S-LoRA: Serving Thousands of Concurrent LoRA Adapters

Low Rank Adaptation (LoRA) is very often used to efficiently finetune a base model for deployment across different tasks. This results in a huge collection of LoRA adapters from a single base model. One major use case for this can be seen in recommender systems. For example, say you train a foundation model for user modeling and you want to use this for different segments of users. The most straightforward solution is to train an adapter for each cohort of users. This will result in thousands of adapters and efficient serving becomes critical in that case.

S-LoRA paper solves the problem of efficient serving when you have thousands of adapters from the same base model.

TLDR and Contributions

This paper presents a system for the scalable serving of many task-specific fine-tuned LoRA adapters. It stores all the adapters in the main memory and fetches the adapters used by the currently running queries to the GPU memory. It proposes, 1.) Unified Paging to efficiently use GPU memory and reduce fragmentation and 2.) a new tensor parallelism strategy (S-LoRA TP) and optimised custom CUDA kernel for heterogeneous batching of LoRA computation. Contributions can be summarised as below:

Heterogeneous Batching and Scheduling: Introduces optimised CUDA kernels to operate directly on non-contiguous memory, in order to batch different adapters of varying rank.
Unified Paging: Introduces unified memory pool to reduce memory fragmentation and increase batch size. The pool manages dynamic adaptor weights and KV cache tensors by unified paging mechanism.
S-LoRA TP: Introduces a new tensor parallel strategy across multiple GPUs, to ensure that it incurs minimal communication cost for added LoRA communication compared to base model.

Preliminary

Here, I would assume that you are aware of LoRA so I won't go in too much detail. LoRA is a parameter-efficient fine-tuning method designed to adapt pre-trained large language models to new task. The motivation behind LoRA comes from the low intrinsic dimensionality of model update during adaptation (another interesting paper). In the training phase LoRA freezes the weight of pre-trained base model and adds trainable low-rank matrices to each layer.
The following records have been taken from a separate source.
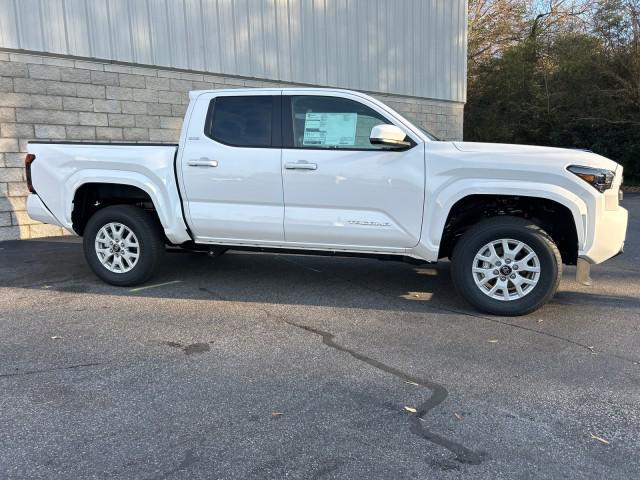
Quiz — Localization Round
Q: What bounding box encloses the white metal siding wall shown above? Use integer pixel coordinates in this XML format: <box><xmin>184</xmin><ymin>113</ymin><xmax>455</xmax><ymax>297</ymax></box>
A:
<box><xmin>0</xmin><ymin>0</ymin><xmax>467</xmax><ymax>102</ymax></box>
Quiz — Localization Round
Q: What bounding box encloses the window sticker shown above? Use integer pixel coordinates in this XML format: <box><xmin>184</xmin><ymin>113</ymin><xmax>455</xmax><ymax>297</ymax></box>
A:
<box><xmin>302</xmin><ymin>113</ymin><xmax>358</xmax><ymax>147</ymax></box>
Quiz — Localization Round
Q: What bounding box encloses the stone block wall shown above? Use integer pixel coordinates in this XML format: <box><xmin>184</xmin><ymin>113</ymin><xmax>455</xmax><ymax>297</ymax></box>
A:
<box><xmin>0</xmin><ymin>50</ymin><xmax>463</xmax><ymax>241</ymax></box>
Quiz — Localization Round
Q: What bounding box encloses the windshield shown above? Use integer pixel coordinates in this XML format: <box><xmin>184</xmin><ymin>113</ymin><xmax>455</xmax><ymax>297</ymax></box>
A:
<box><xmin>414</xmin><ymin>123</ymin><xmax>440</xmax><ymax>142</ymax></box>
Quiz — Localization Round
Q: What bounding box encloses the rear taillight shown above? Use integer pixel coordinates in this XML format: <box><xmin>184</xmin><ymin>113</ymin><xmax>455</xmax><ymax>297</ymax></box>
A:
<box><xmin>24</xmin><ymin>153</ymin><xmax>36</xmax><ymax>193</ymax></box>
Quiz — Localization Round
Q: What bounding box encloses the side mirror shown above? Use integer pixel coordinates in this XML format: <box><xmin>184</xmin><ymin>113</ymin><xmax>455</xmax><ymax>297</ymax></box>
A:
<box><xmin>369</xmin><ymin>125</ymin><xmax>411</xmax><ymax>148</ymax></box>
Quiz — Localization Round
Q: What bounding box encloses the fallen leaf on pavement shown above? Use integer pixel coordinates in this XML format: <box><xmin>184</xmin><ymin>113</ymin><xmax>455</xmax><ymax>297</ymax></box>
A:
<box><xmin>591</xmin><ymin>433</ymin><xmax>609</xmax><ymax>445</ymax></box>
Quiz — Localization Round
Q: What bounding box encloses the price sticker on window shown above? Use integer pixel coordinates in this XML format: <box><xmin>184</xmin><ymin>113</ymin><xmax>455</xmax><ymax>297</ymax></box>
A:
<box><xmin>302</xmin><ymin>113</ymin><xmax>358</xmax><ymax>147</ymax></box>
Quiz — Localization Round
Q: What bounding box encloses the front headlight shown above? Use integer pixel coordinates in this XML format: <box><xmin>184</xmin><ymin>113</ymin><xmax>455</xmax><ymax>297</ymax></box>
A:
<box><xmin>567</xmin><ymin>165</ymin><xmax>615</xmax><ymax>192</ymax></box>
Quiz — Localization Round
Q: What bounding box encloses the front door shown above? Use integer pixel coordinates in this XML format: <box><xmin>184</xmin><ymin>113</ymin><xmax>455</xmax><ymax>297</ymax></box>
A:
<box><xmin>181</xmin><ymin>90</ymin><xmax>284</xmax><ymax>244</ymax></box>
<box><xmin>282</xmin><ymin>92</ymin><xmax>425</xmax><ymax>250</ymax></box>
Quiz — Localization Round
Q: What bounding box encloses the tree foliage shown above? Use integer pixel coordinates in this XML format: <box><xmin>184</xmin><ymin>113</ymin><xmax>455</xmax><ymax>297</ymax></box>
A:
<box><xmin>465</xmin><ymin>0</ymin><xmax>640</xmax><ymax>183</ymax></box>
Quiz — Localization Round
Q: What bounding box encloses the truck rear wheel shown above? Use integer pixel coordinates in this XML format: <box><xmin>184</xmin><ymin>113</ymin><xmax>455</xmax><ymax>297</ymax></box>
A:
<box><xmin>451</xmin><ymin>216</ymin><xmax>562</xmax><ymax>316</ymax></box>
<box><xmin>83</xmin><ymin>205</ymin><xmax>165</xmax><ymax>286</ymax></box>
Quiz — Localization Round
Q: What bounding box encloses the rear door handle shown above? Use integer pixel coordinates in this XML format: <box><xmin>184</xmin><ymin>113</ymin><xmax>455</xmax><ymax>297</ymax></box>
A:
<box><xmin>187</xmin><ymin>157</ymin><xmax>218</xmax><ymax>167</ymax></box>
<box><xmin>284</xmin><ymin>162</ymin><xmax>318</xmax><ymax>170</ymax></box>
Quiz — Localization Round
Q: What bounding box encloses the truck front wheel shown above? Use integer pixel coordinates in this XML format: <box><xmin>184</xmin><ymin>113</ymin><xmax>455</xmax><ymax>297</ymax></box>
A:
<box><xmin>83</xmin><ymin>205</ymin><xmax>165</xmax><ymax>286</ymax></box>
<box><xmin>451</xmin><ymin>216</ymin><xmax>562</xmax><ymax>316</ymax></box>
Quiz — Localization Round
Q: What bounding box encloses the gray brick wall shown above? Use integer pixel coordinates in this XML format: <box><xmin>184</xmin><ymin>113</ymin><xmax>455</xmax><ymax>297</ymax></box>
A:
<box><xmin>0</xmin><ymin>50</ymin><xmax>463</xmax><ymax>241</ymax></box>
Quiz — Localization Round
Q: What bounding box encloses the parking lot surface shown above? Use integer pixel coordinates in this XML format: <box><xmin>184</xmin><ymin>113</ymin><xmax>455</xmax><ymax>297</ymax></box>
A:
<box><xmin>0</xmin><ymin>195</ymin><xmax>640</xmax><ymax>479</ymax></box>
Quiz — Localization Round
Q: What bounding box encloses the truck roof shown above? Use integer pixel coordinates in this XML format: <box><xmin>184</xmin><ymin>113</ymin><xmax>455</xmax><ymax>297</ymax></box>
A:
<box><xmin>189</xmin><ymin>87</ymin><xmax>363</xmax><ymax>99</ymax></box>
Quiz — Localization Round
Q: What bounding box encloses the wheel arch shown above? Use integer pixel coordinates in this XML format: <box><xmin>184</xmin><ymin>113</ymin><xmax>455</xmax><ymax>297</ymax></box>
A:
<box><xmin>423</xmin><ymin>180</ymin><xmax>587</xmax><ymax>264</ymax></box>
<box><xmin>67</xmin><ymin>178</ymin><xmax>169</xmax><ymax>236</ymax></box>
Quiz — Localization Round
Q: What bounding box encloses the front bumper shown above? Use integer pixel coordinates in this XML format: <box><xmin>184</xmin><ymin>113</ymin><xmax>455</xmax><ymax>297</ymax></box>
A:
<box><xmin>580</xmin><ymin>207</ymin><xmax>629</xmax><ymax>264</ymax></box>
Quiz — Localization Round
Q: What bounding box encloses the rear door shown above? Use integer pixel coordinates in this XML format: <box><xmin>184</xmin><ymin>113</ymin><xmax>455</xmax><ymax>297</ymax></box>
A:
<box><xmin>282</xmin><ymin>90</ymin><xmax>425</xmax><ymax>250</ymax></box>
<box><xmin>180</xmin><ymin>90</ymin><xmax>284</xmax><ymax>243</ymax></box>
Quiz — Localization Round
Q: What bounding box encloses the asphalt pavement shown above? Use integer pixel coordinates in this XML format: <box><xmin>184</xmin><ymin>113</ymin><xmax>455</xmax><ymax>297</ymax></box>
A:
<box><xmin>0</xmin><ymin>195</ymin><xmax>640</xmax><ymax>479</ymax></box>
Figure 1: Reparametrization of the LoRA. Only A and B are trained and the weight of pre-trained base model W is kept frozen.(source)

Formally, for a pre-trained weight matrix W₀ ∈ ℝ^{h × d}, LoRA introduces a low-rank update ∆W = AB, where A ∈ ℝ^{h × r}, B ∈ ℝ^{r × d}, and the rank r ≪ min(h, d) and hence the update become W = W₀ + ∆W = W₀ + AB. If the forward pass of a base model is defined by h = xW₀, then after applying LoRA, the forward pass becomes:

$$h = x(W_0 + \Delta W) = x(W_0 + AB)$$ $$= xW_0 + xAB$$

Typically, this adjustment is only applied to the query, key, value, and output projection matrices in the self-attention module, and excludes the feed-forward module.
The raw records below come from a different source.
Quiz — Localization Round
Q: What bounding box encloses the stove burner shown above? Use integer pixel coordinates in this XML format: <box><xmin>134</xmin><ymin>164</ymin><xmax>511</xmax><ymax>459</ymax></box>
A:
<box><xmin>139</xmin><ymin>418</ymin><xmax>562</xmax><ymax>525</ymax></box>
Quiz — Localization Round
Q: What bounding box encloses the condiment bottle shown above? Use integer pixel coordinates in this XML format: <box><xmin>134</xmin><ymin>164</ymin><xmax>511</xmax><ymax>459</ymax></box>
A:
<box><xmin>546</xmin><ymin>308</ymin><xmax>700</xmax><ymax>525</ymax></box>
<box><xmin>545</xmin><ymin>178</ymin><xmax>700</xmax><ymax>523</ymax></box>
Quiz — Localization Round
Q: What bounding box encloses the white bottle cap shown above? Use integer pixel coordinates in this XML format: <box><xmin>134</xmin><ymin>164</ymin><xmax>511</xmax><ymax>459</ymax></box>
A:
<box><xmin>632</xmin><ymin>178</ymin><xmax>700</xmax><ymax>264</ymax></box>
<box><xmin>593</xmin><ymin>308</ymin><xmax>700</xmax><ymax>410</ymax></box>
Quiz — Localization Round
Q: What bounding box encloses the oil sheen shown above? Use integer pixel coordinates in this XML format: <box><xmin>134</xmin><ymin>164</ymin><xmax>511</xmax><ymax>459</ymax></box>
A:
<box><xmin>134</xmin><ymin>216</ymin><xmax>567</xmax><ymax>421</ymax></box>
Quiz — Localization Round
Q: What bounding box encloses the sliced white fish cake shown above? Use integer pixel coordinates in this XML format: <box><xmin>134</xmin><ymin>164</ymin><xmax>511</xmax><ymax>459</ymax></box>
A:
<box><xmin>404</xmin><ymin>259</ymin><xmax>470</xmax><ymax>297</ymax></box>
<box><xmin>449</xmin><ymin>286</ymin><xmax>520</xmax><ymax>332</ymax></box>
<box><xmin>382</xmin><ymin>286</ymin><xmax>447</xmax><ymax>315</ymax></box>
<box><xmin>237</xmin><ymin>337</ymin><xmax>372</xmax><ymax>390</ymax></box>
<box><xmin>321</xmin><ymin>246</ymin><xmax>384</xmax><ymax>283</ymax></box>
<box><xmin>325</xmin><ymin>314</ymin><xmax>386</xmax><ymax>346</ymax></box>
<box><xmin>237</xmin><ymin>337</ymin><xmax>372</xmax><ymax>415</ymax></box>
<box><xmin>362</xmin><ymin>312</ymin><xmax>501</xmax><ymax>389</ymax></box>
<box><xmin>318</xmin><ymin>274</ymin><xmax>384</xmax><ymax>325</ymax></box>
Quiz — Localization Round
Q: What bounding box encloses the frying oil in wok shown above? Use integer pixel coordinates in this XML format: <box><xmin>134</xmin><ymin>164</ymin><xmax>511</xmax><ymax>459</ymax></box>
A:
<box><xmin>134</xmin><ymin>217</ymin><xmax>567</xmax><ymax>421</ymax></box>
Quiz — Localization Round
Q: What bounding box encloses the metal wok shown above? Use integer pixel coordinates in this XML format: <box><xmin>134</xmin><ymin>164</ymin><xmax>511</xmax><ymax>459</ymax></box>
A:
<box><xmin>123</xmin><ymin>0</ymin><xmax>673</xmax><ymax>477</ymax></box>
Heterogeneous Batching and Scheduling

The Batching Challenge

The paper's batching strategy enables online high-throughput serving of multiple LoRA adapters simultaneously. The original LoRA paper suggests to merge the weight into the base model (equation 1). This leads to no additional overhead during the inference since the resulting model has the same parameters count as the base models.

However, when serving multiple adapters this creates problems of multiple weight copy of the same model, consuming excessive memory. While the LoRA paper propose adding and subtracting adapter weights on-the-fly to avoid memory overhead, this approach doesn't support concurrent inference on separate LoRA adapters and therefore limiting batching opportunities.

S-LoRA's Solution

S-LoRA proposes LoRA computation xAB on-the-fly (equation 2) rather than merging weight. This eliminates duplication and enables batching of the more costly xW₀ operation. While this adds an additional overhead of xAB computation, this computation is substantially lower than xW₀ and the savings from batching the base model computation more than compensate for it.

Figure 2: Separated batched computation for the base model and LoRA computation. The batched computation of the base model is implemented by GEMM. The batched computation for LoRA adapters is implemented by custom CUDA kernels which support batching various sequence lengths and adapter ranks. (source)

Custom CUDA Kernels

Directly implementing the factored computation of the base model and individual LoRA adapters using the batch GEMM kernel from the existing BLAS libraries would require significant padding due to the heterogeneity of sequence lengths and adapter ranks resulting in poor hardware utilization.

Instead, S-LoRA batches the computation of the base model xW₀ and then uses custom CUDA kernels to efficiently compute xAB for each adapter separately without padding (see Figure 2). This custom implementation achieves much better performance than naive batched approaches.

Memory Management Strategy

Figure 3: Overview of memory allocation in S-LoRA. S-LoRA stores all adapters in the main memory and fetches the active adapters for the current batch to the GPU memory. The GPU memory is used to store the KV cache, adapter weights, base model weights, and other temporary tensors (source).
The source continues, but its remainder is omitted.